10thAnnual Conference of the International Speech Communication Association

ISCA Interspeech 2009 Brighton

Tutorials Day - Sunday 6 September 2009

T-3: Language and Dialect Recognition

Presented by Jiri Navratil

Outline

Spoken language recognition (a.k.a Language ID or LID) is a task of recognizing the language from a sample spoken by an unknown speaker. Language ID finds applications in multi-lingual dialog systems, distillation, diarization and indexing systems, speaker detection and speech recognition. Often, LID represents one of the first and necessary processing steps in many speech processing systems. Furthermore, language, dialect, and accent are of interest in diarization, indexing/search, and may play an important auxiliary role in identifying speakers.

LID has seen almost four decades of active research.

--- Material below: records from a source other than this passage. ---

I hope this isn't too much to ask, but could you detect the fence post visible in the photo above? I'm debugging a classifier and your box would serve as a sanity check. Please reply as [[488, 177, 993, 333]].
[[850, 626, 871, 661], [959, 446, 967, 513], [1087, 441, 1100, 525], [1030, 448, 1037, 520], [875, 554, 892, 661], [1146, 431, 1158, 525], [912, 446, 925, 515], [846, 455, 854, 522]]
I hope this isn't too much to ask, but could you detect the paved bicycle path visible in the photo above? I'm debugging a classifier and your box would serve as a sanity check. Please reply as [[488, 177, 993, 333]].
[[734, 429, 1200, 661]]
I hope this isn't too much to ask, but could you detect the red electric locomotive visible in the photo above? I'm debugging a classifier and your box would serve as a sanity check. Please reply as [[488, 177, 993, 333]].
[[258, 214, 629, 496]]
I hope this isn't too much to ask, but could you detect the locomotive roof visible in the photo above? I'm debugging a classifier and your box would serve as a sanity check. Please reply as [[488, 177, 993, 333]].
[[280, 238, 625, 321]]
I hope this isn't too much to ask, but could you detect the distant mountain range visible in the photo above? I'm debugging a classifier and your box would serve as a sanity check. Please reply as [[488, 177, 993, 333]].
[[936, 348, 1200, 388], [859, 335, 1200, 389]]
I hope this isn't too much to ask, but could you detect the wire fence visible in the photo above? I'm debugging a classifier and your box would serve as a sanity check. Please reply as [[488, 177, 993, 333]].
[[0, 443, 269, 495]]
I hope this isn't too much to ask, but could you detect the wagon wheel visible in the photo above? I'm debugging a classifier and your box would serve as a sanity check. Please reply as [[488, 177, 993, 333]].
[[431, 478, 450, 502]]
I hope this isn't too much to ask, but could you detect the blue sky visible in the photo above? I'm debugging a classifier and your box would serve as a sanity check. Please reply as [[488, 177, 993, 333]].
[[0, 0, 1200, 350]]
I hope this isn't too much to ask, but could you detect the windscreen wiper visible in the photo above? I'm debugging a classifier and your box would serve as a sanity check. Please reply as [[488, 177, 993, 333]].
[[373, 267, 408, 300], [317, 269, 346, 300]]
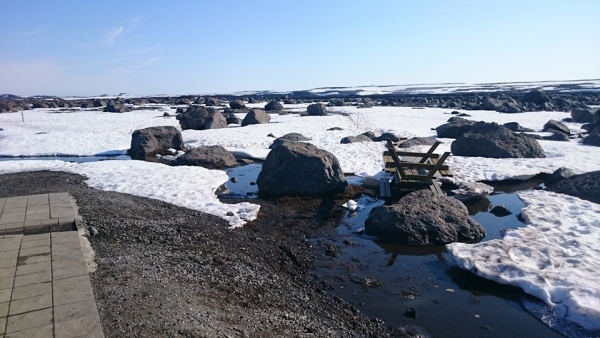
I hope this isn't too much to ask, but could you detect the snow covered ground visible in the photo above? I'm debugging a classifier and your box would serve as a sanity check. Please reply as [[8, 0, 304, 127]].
[[447, 190, 600, 330], [0, 103, 600, 329]]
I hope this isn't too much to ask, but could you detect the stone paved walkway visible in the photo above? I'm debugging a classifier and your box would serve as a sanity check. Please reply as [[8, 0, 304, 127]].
[[0, 193, 103, 338]]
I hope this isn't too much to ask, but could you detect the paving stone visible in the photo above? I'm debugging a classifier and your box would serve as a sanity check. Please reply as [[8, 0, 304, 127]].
[[25, 212, 50, 221], [52, 249, 83, 261], [19, 245, 50, 257], [11, 282, 52, 301], [0, 249, 19, 259], [54, 299, 98, 322], [54, 315, 104, 338], [17, 253, 50, 265], [52, 275, 94, 306], [0, 277, 15, 290], [15, 270, 52, 287], [21, 234, 50, 243], [6, 324, 54, 338], [0, 258, 17, 268], [21, 236, 50, 249], [8, 294, 52, 316], [0, 212, 25, 224], [0, 289, 12, 303], [0, 302, 9, 318], [6, 308, 52, 333], [4, 222, 23, 233], [0, 266, 15, 279], [16, 261, 52, 276], [52, 265, 88, 281]]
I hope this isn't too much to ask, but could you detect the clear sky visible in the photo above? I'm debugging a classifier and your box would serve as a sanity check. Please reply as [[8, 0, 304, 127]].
[[0, 0, 600, 96]]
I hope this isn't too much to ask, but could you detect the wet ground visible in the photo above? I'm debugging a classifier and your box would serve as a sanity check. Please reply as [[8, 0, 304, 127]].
[[223, 165, 563, 337]]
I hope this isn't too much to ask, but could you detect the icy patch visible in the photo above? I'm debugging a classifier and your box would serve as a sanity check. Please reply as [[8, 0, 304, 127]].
[[0, 161, 260, 228], [447, 191, 600, 330]]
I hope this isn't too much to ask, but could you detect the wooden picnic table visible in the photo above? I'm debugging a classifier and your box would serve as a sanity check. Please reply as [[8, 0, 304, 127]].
[[380, 140, 452, 197]]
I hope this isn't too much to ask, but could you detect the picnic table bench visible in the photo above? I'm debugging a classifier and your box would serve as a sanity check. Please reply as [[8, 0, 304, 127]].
[[380, 140, 452, 197]]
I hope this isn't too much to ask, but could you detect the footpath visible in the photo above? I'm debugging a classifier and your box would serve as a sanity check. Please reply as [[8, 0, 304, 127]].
[[0, 193, 104, 338]]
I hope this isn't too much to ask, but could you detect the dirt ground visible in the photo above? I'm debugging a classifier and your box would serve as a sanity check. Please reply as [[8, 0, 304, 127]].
[[0, 171, 427, 337]]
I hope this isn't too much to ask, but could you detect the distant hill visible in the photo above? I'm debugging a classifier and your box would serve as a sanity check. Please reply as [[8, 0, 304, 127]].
[[0, 94, 22, 100]]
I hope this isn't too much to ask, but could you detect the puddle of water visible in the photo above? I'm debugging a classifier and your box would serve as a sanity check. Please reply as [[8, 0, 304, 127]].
[[0, 155, 131, 163], [219, 163, 262, 198]]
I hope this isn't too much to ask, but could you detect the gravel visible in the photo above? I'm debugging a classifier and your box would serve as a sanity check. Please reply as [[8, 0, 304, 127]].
[[0, 171, 394, 337]]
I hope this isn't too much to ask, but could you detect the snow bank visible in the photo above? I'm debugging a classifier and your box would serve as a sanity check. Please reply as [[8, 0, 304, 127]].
[[447, 191, 600, 330], [0, 160, 260, 227]]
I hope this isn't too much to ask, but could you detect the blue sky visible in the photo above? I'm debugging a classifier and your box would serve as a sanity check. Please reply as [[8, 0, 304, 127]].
[[0, 0, 600, 95]]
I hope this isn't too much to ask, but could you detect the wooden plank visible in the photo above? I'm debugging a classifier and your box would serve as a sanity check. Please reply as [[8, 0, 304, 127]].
[[419, 141, 442, 163], [383, 149, 440, 159], [427, 152, 450, 179]]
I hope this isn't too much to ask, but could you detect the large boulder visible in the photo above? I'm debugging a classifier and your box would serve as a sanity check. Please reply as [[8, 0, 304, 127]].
[[229, 100, 246, 109], [265, 100, 283, 111], [547, 170, 600, 204], [269, 133, 310, 149], [306, 103, 327, 116], [365, 190, 486, 245], [503, 122, 535, 132], [256, 142, 348, 197], [571, 108, 594, 123], [450, 122, 546, 158], [435, 117, 476, 138], [523, 89, 550, 105], [583, 134, 600, 147], [543, 120, 571, 135], [340, 134, 373, 144], [242, 109, 271, 127], [177, 106, 227, 130], [482, 96, 502, 110], [172, 146, 238, 169], [544, 167, 575, 187], [127, 126, 184, 160]]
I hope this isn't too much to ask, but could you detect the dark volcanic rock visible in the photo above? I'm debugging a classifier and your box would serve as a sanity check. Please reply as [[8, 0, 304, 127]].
[[340, 135, 373, 144], [229, 100, 246, 109], [269, 133, 310, 149], [256, 142, 348, 196], [365, 190, 486, 245], [172, 146, 238, 169], [398, 137, 437, 148], [242, 109, 271, 127], [543, 120, 571, 135], [523, 90, 550, 105], [306, 103, 327, 116], [177, 106, 227, 130], [104, 100, 131, 113], [127, 126, 184, 160], [541, 132, 570, 141], [571, 108, 594, 123], [435, 117, 476, 138], [265, 100, 283, 111], [544, 167, 575, 187], [547, 170, 600, 204], [450, 122, 546, 158], [503, 122, 534, 132]]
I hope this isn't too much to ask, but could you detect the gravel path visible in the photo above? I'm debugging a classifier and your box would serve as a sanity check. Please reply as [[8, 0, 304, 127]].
[[0, 171, 396, 337]]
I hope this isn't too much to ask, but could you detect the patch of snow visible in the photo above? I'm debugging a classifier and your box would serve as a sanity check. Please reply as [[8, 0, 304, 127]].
[[0, 160, 260, 228], [447, 190, 600, 330]]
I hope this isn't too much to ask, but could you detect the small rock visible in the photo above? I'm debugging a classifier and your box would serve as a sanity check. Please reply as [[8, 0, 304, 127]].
[[490, 205, 512, 217], [88, 226, 98, 236]]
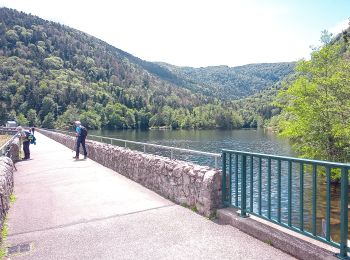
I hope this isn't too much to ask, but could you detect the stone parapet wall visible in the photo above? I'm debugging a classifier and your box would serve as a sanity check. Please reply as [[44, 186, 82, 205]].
[[0, 156, 14, 233], [38, 129, 221, 217]]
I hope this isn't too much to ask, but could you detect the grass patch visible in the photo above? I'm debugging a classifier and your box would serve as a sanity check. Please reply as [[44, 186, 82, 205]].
[[208, 211, 217, 220], [0, 218, 8, 259], [0, 193, 17, 259], [264, 239, 272, 246], [10, 194, 17, 203], [191, 206, 198, 213]]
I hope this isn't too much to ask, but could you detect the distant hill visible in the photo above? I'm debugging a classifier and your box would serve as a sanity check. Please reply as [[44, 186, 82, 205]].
[[0, 8, 294, 129], [159, 62, 295, 100]]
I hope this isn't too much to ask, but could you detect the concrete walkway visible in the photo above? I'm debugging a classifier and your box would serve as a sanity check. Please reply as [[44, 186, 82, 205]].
[[7, 133, 292, 260]]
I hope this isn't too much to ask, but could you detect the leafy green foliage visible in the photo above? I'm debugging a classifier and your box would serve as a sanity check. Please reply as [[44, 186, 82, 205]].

Benefitting from the development of public multi-lingual corpora in the 90’s, the progress in LID technology has accelerated in the 00’s tremendously. While the availability of large corpora served as an enabling medium, establishing a series of NIST-administered Language Recognition Evaluations (LRE) provided the research community with a common ground of comparison and proved to be a strong catalyst. In another positive way, the LRE series gave rise to a "cross-pollination effect" by effectively fusing the speaker and language recognition communities thus sharing and spreading their respective methods and techniques. In the past five years or so, a considerable success was achieved by focusing on and developing techniques to deal with channel and session variability, to improve acoustic language modeling by means of discriminative methods, and to further refine the basic phonotactic approaches.

The goal of this tutorial is to survey the LID area from a historical perspective as well as in its most modern state. Several important milestones contributing to the growth of the LID area will be identified. In a second, larger part, most successful state-of-the-art probabilistic approaches and modeling techniques will be described more in detail. Among these belong various phonotactic architectures, UBM-GMMs, discriminative techniques, and subspace modeling tricks. The closely related problem of detecting dialects will be discussed in the final part.

Speaker Biography

Jiri Navratil is a Research Staff Member in the Multilingual Analytics and User Technologies department at IBM Research. He is involved in research efforts in the area of voice-based authentication, spoken language ID, and statistical machine translation. Jiri received his MSc., and Ph.D. degrees in Electrical Engineering from Ilmenau Technical University , Germany, in 1994, 1998, respectively. In 1999, he joined the IBM Thomas J. Watson Research Center in Yorktown Heights, NY, where he is now member of the Statistical Content Analytics Group in the Multilingual Analytics and User Technologies department. He has published more than 40 conference and journal papers, and filed 10 patent applications. Dr. Navratil is recipient of the 1999 Johann-Philipp-Reis prize awarded by the German Association for Electrical, Electronic & Information Technologies VDE , the Deutsche Telecom, and the cities of Friedrichsdorf and Gelnhausen, for outstanding contributions to the field of language recognition. He received multiple invention achievement awards and a technical group award from IBM and served as the Watson chair of the User Interface Technologies interest area in 2004-2006.